À peine accroupie, elle promena autour d’elle des regards d’hyène et prononça d’une voix brève, mais impérieuse, le mot sou, qui veut dire en turc de l’eau. On s’empressa de lui apporter la gargoulette ; elle s’en empara pour y boire au goulot, sans attendre qu’on lui apportât un verre. Après avoir satisfait sa soif, elle demanda du même ton impératif une pipe, que l’on s’empressa également de lui apporter. Satisfaite sur ces deux points, elle resta silencieuse et grave, pendant que le général parlait aux autres chefs. Le capitaine de Sérionne, qui dessinait fort bien, crut l’occasion bonne pour fixer sur son calepin les traits de la pucelle. Celle-ci s’en aperçut bientôt, et lui lança un regard foudroyant. On assure que les musulmans considèrent comme un affront d’avoir leurs traits reproduits sur le papier. À en juger par ceux d’Afrique, ce serait une grosse erreur ; mais les musulmans de l’Afrique française sont civilisés, et ceux-ci étaient une troupe de fanatiques. Au bout de quelques momens, le général Yusuf les congédia, et je restai seul avec lui.« Eh bien ! me dit-il, voilà votre quatrième brigade, mon cher colonel… — Très bien, lui répondis-je ; mais la femme ?… — Vous la garderez, me dit le général ; au surplus nous verrons plus tard. Faites toujours demain matin le recensement de tous ces cavaliers avec l’aide d’un kodja (secrétaire). »

Jamais les bachi-bozouks ne débrident leurs chevaux, et quant à leurs armes, elles sont, comme la bride de leurs chevaux, vissées sur eux. Lorsque je vis mes hommes bien établis au bivouac, sur l’emplacement qui leur avait été assigné, je fis placer ma tente près d’eux, afin de pouvoir dès le lendemain commencer le recensement. J’eus tout le loisir de les contempler. Ils ressemblaient aux autres bachi-bozouks, c’étaient des membres de la même famille. Quant à la pucelle, elle disparut au milieu de ses gardes, et je ne pus l’apercevoir de la journée. La tente d’une musulmane est sacrée. La nuit vint. Une fois les feux allumés, je crus inutile de veiller plus longtemps sur ma troupe, et j’allai me coucher. Pouvais-je prévoir la fâcheuse surprise qui m’était réservée ?

Dans la nuit, vers les deux heures du matin, un affreux tapage, accompagné de coups furieux appliqués sur les timbales, me réveilla en sursaut.

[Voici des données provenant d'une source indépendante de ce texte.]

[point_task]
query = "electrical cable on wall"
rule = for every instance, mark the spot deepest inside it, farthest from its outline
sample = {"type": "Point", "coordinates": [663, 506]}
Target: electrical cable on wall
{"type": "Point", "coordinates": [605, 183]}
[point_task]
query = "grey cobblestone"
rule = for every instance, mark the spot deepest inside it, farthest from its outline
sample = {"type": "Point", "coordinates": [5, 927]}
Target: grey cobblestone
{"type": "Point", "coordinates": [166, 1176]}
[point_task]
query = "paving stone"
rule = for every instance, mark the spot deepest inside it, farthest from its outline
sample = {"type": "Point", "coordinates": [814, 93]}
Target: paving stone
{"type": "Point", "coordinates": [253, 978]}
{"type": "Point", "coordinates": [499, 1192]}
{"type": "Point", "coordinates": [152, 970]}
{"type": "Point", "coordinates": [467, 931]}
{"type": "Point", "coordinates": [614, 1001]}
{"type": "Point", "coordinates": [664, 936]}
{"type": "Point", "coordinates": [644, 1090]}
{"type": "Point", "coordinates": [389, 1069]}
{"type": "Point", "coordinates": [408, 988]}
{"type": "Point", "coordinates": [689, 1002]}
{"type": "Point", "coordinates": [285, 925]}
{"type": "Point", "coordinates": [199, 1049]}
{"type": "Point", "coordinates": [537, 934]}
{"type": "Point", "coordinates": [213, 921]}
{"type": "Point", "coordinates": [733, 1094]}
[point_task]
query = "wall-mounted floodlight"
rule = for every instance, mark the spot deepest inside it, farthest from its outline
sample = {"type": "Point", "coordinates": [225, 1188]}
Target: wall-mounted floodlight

J’écoutai, et il me sembla que les bachi-bozouks exécutaient des danses de leur pays. Cédant à la fatigue et rassuré d’ailleurs, je me rendormis ; mais vers les cinq heures du matin, au lever du jour, quand j’entr’ouvris doucement les rideaux de ma tente pour observer ma brigade, je crus rêver. Onze cavaliers seulement m’étaient restés fidèles, le reste avait pris la clé des champs.